A la Cambacérès
Escalope de foie gras à la Cambacérès, roughly speaking, is a piece of toast covered with an apple purée and a slice of foie gras placed on top, the escalope already dusted with flour and briskly fried without oil or butter. A Madeira sauce – reduced beef stock with some of that fortified wine – is poured over it all. (A warning: this completely misrepresents the dish. There shouldn't be anything rough about it. A Madeira sauce isn’t something you can rustle up in moments.)
A recipe for a dish of the same name in Larousse gastronomique has no apples but does have artichoke hearts, mushrooms and several ‘thick slices’ of truffle. In Escoffier’s Guide culinaire the dish includes pasta.
It goes beyond foie gras. The New York Public Library's catalogue of old restaurant menus reveals a Salade Cambacérès served onboard the SS France in 1973. In 1966, Siegward R. Osicki, head chef of the Astrojet Room – American Airline’s restaurant at JFK – had Suprême de Turbot Cambacérès on his menu. Kingfish Cambacérès cost a dollar at the Waldorf Astoria in 1933, and so did the Long Island Brook Trout Cambacérès at the Ambassador Hotel, while over at the Pierre there was English Sole Cambacérès for two at $2.75.
That last dish is somewhat oxymoronic: Cambacérès doesn’t refer to any culinary technique or ingredient, but to the politician, lawyer and French revolutionary whose pride in the lavishness of his table arose from his conviction that good government depended on a good kitchen: ‘the Great Object in Life’, he called it. Jean-Jacques-Régis Cambacérès was the author of the first draft of the Napoleonic Code as well as the mastermind behind its implementation. As second consul, he ran France while Bonaparte went about his wars. There are thousands of books on Napoleon, very few on Cambacérès, and in English almost none. North of the Channel, it’s as if the French Revolution and its consequences must always end with Napoleonic defeat, while its achievements – government without religion, the civil code – get less attention.

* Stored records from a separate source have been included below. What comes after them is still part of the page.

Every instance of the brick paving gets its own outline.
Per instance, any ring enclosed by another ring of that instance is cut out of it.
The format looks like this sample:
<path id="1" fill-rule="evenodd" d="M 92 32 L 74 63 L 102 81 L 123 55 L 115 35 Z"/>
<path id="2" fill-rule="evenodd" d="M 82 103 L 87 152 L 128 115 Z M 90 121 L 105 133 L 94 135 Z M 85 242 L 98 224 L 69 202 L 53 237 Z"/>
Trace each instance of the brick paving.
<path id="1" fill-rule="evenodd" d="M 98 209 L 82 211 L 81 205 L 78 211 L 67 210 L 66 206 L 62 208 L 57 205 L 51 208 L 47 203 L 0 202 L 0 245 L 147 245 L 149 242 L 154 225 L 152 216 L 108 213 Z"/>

‘To dine like a soldier, come to dinner with me,’ Napoleon is supposed to have said. ‘If you wish to dine like an emperor, have dinner with Cambacérès.’ According to some stories Napoleon’s coup on 18 Brumaire was plotted over supper at Cambacérès’s table.
The emperor ate quickly. ‘No one will accuse Napoleon of being an indulger in the pleasures of the table,’ Cambacérès wrote. ‘His morning meal consisted of eggs and a bean salad... When he ate longer than 20 minutes at dinner, he considered it quite an orgy.’ One of Cambacérès’s twice-weekly dinners, by contrast, lasted from 5.30 until 10, included 24 guests, and was followed by a much larger salon at his spectacularly grand home, the Hôtel Roquelaure on the Boulevard St Germain (now the ministry of ecology and sustainable development).
The ingredients for Cambacérès’s kitchen came from all over France. Dinner was served in two courses, of 18 dishes each. When authorities in Paris impounded an enormous consignment of trout from Geneva headed for the Hôtel Roquelaure, Napoleon had the the ruling overturned; and when he declared that the postal service couldn’t be used by public officials to transport their private food supplies, he made an exception for Cambacérès. ‘Do not distress yourself, my dear Cambacérès,’ he allegedly said, ‘the couriers shall continue to bring you your turkeys stuffed with truffles, your Strasbourg pâtes, your Mayence hams, and the rest of it.’ One-third of Cambacérès’s household expenditure went on his kitchen. In 1806 he spent 115,959 francs (a vast sum) on cooks and ingredients. How he spent it, how he ate it – though you could say he was only doing what he was told. Dining, eating, impressing were all part of the imperial campaign. Giving the impression that there were no longer problems with France’s food supply, when there were – that too may have been part of the intention.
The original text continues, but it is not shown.